Polynomial machine learning potential and its application to global structure search in the ternary Cu-Ag-Au alloy

TL;DR

This paper presents a polynomial machine learning potential tailored for the Cu-Ag-Au alloy system, enabling accurate global structure searches and property predictions, with potential applicability to other ternary alloys.

Contribution

The study introduces a novel polynomial MLP based on rotationally invariant invariants, enhancing large-scale atomistic simulations for ternary alloys.

Findings

Enables comprehensive global structure search in Cu-Ag-Au

Provides reliable property predictions across compositions

Supports efficient and accurate atomistic simulations

Abstract

Machine learning potentials (MLPs) have become indispensable for performing accurate large-scale atomistic simulations and predicting crystal structures.
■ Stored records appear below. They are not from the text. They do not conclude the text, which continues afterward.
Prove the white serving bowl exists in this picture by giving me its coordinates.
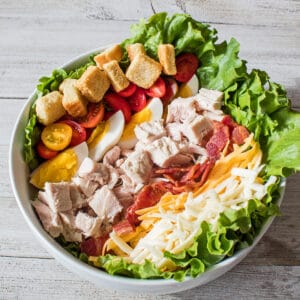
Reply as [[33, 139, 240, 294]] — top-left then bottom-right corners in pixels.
[[9, 46, 285, 295]]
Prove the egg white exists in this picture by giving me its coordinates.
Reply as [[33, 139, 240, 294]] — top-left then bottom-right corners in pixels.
[[89, 111, 125, 161]]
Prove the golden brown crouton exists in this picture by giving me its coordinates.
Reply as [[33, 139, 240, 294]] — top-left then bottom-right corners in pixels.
[[59, 78, 87, 118], [157, 44, 177, 75], [75, 66, 110, 102], [126, 54, 162, 89], [103, 60, 129, 92], [35, 91, 66, 126], [126, 43, 146, 61], [94, 45, 123, 69]]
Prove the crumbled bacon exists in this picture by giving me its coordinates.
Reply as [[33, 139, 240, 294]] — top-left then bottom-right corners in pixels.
[[231, 125, 249, 145]]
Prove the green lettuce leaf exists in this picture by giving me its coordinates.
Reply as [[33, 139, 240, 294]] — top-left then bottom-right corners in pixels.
[[88, 181, 280, 281], [121, 13, 217, 66], [197, 38, 246, 91], [224, 70, 300, 177], [23, 55, 95, 171]]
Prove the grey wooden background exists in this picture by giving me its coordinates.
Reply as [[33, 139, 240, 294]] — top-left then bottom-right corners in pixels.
[[0, 0, 300, 299]]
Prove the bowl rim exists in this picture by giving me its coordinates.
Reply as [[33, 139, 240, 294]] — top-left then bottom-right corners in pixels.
[[9, 44, 286, 293]]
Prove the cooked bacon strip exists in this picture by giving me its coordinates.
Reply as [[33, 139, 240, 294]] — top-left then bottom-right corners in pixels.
[[231, 125, 249, 145], [221, 115, 238, 130]]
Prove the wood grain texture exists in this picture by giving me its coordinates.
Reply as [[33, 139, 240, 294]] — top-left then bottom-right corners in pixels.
[[0, 0, 300, 300]]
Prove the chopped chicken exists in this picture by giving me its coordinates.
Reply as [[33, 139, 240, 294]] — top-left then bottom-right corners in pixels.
[[182, 115, 214, 144], [166, 122, 184, 142], [38, 182, 72, 212], [121, 151, 152, 183], [32, 200, 63, 238], [70, 183, 87, 209], [89, 185, 123, 223], [75, 211, 102, 237], [103, 146, 121, 166], [134, 119, 166, 144], [146, 137, 187, 168]]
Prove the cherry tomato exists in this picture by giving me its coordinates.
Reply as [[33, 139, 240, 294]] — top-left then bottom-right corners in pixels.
[[37, 141, 58, 159], [161, 78, 178, 104], [77, 103, 104, 128], [175, 53, 199, 82], [118, 82, 137, 98], [146, 77, 166, 98], [128, 87, 147, 112], [104, 93, 131, 123], [60, 120, 86, 147], [103, 111, 115, 121], [41, 123, 72, 151]]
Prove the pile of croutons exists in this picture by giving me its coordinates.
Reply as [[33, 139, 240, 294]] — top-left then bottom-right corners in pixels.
[[36, 43, 176, 125]]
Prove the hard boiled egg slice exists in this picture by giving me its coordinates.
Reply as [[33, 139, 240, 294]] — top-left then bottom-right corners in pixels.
[[30, 142, 88, 189], [177, 74, 199, 98], [89, 111, 125, 161], [118, 98, 163, 149]]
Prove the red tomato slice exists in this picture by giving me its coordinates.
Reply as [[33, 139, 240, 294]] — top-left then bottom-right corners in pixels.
[[161, 78, 178, 104], [77, 103, 104, 128], [118, 82, 137, 98], [37, 141, 58, 159], [60, 120, 86, 147], [146, 77, 166, 98], [104, 93, 131, 123], [175, 53, 199, 82], [128, 87, 147, 112]]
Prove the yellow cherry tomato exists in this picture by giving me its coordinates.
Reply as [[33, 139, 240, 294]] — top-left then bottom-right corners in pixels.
[[41, 123, 73, 151]]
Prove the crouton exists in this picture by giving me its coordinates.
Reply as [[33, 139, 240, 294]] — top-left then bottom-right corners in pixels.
[[59, 78, 88, 118], [35, 91, 66, 126], [94, 45, 123, 69], [103, 60, 129, 92], [157, 44, 177, 75], [126, 54, 162, 89], [75, 66, 110, 102], [126, 43, 146, 61]]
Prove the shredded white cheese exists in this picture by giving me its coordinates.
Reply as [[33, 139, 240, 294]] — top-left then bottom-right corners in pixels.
[[124, 165, 276, 267]]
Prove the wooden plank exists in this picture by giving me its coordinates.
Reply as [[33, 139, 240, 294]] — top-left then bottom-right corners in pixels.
[[0, 257, 300, 300], [0, 0, 300, 27], [151, 0, 300, 27], [0, 17, 300, 103]]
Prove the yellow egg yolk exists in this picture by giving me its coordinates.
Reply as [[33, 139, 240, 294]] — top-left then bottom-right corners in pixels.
[[30, 149, 78, 189], [88, 120, 110, 149], [120, 108, 152, 142], [177, 83, 193, 98]]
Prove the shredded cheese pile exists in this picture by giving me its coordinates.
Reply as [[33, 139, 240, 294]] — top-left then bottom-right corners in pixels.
[[106, 135, 276, 269]]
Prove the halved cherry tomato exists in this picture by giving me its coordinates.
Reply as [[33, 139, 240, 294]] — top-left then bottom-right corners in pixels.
[[104, 93, 131, 123], [37, 141, 58, 159], [118, 82, 137, 98], [128, 87, 147, 112], [41, 123, 72, 151], [161, 78, 178, 104], [60, 120, 86, 147], [175, 53, 199, 82], [103, 111, 115, 121], [77, 103, 104, 128], [146, 77, 166, 98]]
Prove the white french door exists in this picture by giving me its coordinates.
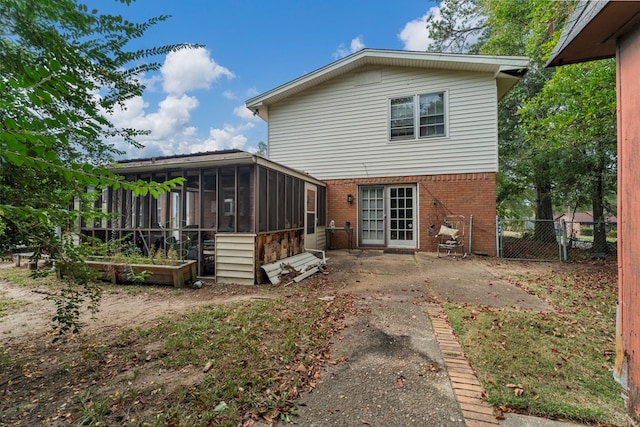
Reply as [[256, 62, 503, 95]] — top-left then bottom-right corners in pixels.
[[387, 185, 417, 248], [360, 187, 385, 246], [359, 185, 418, 248], [304, 182, 318, 249]]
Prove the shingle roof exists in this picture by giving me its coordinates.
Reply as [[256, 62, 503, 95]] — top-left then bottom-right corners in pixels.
[[547, 0, 640, 67]]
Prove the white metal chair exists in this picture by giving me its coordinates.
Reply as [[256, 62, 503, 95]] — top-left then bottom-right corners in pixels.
[[436, 215, 467, 258]]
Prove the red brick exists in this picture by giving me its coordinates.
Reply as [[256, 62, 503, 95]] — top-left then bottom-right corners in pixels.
[[325, 173, 496, 255]]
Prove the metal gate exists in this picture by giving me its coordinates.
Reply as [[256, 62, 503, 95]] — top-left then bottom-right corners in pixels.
[[496, 218, 567, 261]]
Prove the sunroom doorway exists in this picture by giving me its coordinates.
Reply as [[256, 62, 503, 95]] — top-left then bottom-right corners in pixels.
[[358, 184, 418, 248]]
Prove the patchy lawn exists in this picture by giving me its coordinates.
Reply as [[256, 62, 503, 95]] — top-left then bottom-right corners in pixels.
[[445, 262, 626, 425], [0, 269, 351, 427]]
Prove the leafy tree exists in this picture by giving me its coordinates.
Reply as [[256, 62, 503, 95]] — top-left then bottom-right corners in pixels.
[[427, 0, 616, 252], [0, 0, 187, 331], [522, 59, 617, 252]]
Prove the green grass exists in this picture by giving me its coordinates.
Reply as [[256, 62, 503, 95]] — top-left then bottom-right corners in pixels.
[[445, 265, 626, 425], [76, 298, 342, 427], [0, 292, 21, 318]]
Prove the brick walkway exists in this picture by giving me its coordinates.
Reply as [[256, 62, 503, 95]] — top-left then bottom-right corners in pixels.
[[427, 304, 500, 427]]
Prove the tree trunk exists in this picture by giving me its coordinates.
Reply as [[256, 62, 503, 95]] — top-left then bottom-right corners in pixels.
[[591, 169, 609, 253], [535, 180, 556, 242]]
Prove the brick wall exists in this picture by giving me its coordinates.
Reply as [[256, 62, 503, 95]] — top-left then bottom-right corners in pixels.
[[325, 173, 496, 256]]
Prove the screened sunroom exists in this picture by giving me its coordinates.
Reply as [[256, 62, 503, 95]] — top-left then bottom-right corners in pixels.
[[81, 150, 326, 284]]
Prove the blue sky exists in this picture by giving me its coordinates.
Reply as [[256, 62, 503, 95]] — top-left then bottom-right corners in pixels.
[[85, 0, 438, 158]]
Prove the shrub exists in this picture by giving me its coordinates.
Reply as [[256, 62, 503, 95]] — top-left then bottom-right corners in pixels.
[[580, 227, 593, 236]]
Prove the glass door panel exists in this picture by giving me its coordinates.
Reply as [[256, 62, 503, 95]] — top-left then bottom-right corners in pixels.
[[360, 187, 385, 246], [387, 185, 416, 247]]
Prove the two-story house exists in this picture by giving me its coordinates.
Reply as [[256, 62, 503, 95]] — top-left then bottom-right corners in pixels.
[[246, 49, 528, 254]]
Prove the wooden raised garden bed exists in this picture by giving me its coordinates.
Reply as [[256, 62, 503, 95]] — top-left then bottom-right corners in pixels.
[[62, 258, 196, 288]]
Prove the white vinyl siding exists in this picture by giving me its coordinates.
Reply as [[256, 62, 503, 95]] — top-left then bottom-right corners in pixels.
[[216, 233, 256, 285], [268, 68, 498, 179]]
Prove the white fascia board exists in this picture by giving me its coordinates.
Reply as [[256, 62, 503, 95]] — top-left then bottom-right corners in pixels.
[[245, 49, 529, 121]]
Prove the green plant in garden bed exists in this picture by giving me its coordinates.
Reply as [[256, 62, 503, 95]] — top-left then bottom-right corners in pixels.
[[445, 265, 626, 425]]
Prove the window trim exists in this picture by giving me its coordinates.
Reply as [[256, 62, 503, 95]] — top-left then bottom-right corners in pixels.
[[387, 90, 449, 143]]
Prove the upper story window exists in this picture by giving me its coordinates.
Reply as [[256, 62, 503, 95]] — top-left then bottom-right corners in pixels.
[[389, 92, 446, 141]]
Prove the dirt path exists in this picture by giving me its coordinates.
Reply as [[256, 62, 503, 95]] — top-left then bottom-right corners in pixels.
[[278, 251, 551, 427], [0, 251, 551, 427]]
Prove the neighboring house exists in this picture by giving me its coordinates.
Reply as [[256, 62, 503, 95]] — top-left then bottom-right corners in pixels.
[[548, 1, 640, 425], [555, 211, 618, 236], [81, 150, 326, 284], [246, 49, 529, 254]]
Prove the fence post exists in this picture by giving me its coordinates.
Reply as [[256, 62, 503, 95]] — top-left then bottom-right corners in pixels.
[[468, 215, 473, 254], [560, 219, 569, 262], [496, 215, 502, 258]]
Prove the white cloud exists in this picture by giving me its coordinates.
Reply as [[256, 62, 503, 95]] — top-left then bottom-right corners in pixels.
[[333, 36, 366, 59], [398, 2, 485, 53], [233, 104, 261, 121], [222, 90, 238, 99], [189, 123, 254, 153], [160, 48, 235, 95], [102, 49, 259, 159], [398, 6, 440, 51], [245, 87, 260, 98]]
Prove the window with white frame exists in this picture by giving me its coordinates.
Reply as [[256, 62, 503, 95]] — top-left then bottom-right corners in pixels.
[[389, 92, 447, 141]]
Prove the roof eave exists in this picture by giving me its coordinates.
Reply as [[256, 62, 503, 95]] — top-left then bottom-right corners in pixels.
[[546, 1, 640, 67], [246, 49, 529, 113]]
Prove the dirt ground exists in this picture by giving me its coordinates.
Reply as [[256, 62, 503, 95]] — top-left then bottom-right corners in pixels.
[[0, 250, 588, 426]]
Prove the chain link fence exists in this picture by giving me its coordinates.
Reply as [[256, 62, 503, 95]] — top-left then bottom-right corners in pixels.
[[496, 218, 617, 261]]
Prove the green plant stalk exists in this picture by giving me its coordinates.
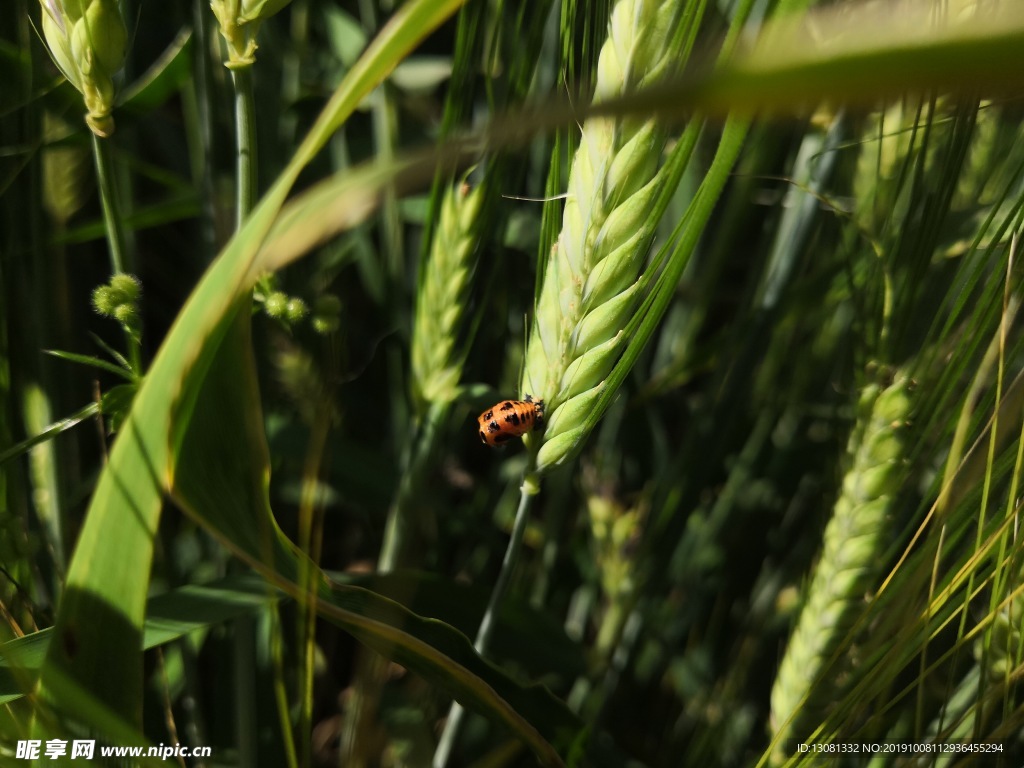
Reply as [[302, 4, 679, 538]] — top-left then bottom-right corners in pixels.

This study introduces the development of a polynomial MLP specifically for the ternary Cu-Ag-Au system. The MLP is formulated as a polynomial of polynomial invariants that remain unchanged under any rotation. The polynomial MLP facilitates not only comprehensive global structure searches within the Cu-Ag-Au alloy system but also reliable predictions of a wide variety of properties across the entire composition range. The developed MLP supports highly accurate and efficient atomistic simulations, thereby significantly advancing the understanding of the Cu-Ag-Au system. Furthermore, the methodology demonstrated in this study can be easily applied to other ternary alloy systems.